By fostering innovation, SRTMI aims to make Indian steel products more competitive in both domestic and international markets.

Steel Quality Control Order (QCO)

To ensure the quality of domestically produced steel and reduce the influx of substandard imports, the government has introduced the Steel Quality Control Order. This regulation prohibits the production and imports of defective and substandard steel products, which serves to promote the utilization of domestic high-quality steel in different segments across sectors, primarily construction and infrastructure.

National Steel Policy (NSP) 2017

The NSP aims to triple India's steel production by 2030, focusing on:

  • Increasing per capita consumption of finished steel,
  • Developing high-technology steel production capabilities,
  • Supporting medium and small enterprises.

Additionally, the policy priorities include import substitution and aim to develop high-grade steel and alloys for strategic sectors such as defence and infrastructure.

The Role of Policy: Creating a Level Playing Field

While the burden is on Indian steel mills to adjust, we see an important role in government policy to ensure equal competition and longer-term resilience for the industrial economy.

Short-Term Measures

  • Impose or increase a range of anti-dumping duties on a range of steel products.
  • Impose temporary safeguard duties during global supply excess.
  • Expand Quality Control Orders (QCOs) to cover further steel categories and limit low-grade imports.

Structural Reforms

  • Extend PLI schemes and green subsidies to MSME steelmakers,
  • Invest in cluster infrastructure — power, water, logistics — in steel-producing regions,
  • Support the scrap collection and processing ecosystem, crucial for green steel.

Long-Term Vision

  • Promote hydrogen and renewable energy usage in smaller mills,
  • Improve domestic mining of coking coal, met coke, and other inputs,
  • Enhance trade defence mechanisms while respecting global obligations.

India must strike a balance between openness to global trade and protection from predatory pricing that undermines the domestic industry.

Conclusion

India’s steel sector has immense potential. Given its extensive reserves of iron ore , strong human capital, and increasing demand for both domestic and export, it has the potential to serve as the world's steel capital. But that future may be compromised if lower-priced imports undermine small and medium steel makers.

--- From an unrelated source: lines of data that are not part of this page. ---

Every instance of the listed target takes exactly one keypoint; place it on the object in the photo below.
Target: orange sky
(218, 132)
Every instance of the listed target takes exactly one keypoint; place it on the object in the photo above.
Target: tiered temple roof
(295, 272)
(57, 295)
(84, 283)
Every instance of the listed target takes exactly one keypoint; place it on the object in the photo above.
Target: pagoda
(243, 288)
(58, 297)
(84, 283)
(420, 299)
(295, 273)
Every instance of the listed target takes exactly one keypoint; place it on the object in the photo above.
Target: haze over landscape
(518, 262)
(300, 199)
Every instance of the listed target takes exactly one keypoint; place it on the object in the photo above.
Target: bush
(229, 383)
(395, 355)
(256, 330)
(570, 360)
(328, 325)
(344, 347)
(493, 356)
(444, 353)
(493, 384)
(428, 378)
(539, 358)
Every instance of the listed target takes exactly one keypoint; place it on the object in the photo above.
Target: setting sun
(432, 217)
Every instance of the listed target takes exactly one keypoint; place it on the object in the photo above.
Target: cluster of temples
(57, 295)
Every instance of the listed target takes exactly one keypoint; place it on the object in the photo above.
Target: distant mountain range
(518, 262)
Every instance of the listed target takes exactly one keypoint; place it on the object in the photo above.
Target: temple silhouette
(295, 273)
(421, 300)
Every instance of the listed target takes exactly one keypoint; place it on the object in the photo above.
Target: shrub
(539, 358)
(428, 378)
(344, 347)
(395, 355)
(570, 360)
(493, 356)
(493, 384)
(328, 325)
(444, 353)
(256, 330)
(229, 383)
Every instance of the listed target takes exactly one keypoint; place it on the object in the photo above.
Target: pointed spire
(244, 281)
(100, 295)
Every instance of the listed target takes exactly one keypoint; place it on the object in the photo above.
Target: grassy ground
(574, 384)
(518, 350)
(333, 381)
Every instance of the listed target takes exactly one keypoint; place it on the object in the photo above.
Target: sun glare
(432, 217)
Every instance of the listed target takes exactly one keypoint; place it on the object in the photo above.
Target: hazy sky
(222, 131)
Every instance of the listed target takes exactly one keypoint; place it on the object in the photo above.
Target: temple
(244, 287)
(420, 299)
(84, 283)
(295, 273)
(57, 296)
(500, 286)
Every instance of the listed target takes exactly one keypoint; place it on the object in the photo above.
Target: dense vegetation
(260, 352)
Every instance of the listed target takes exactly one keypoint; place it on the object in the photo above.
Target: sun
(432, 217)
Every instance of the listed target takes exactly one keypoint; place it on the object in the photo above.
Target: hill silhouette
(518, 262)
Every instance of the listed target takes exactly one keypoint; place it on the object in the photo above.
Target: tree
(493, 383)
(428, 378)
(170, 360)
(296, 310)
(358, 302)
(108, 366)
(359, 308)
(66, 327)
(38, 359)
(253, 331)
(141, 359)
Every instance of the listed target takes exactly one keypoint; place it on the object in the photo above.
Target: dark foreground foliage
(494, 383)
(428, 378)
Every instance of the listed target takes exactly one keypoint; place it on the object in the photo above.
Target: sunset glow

The Make in India initiative is not only about large manufacturing facilities or exporters. It is about inclusive industrial growth that bolsters the inclusive nature of the value chain. Protecting and empowering SMEs is critical for not only production targets but also job and employment, innovation, and regional development.

Indian steel mills, specifically SMEs, will have to shift from reliance on competition by volume to competition by value-added differentiation, operational efficiencies, and strategic collaborations. For the domestic steel sector to thrive against global headwinds, government support, policy direction, as well as mass technology adoption will all be key levers of differentiation.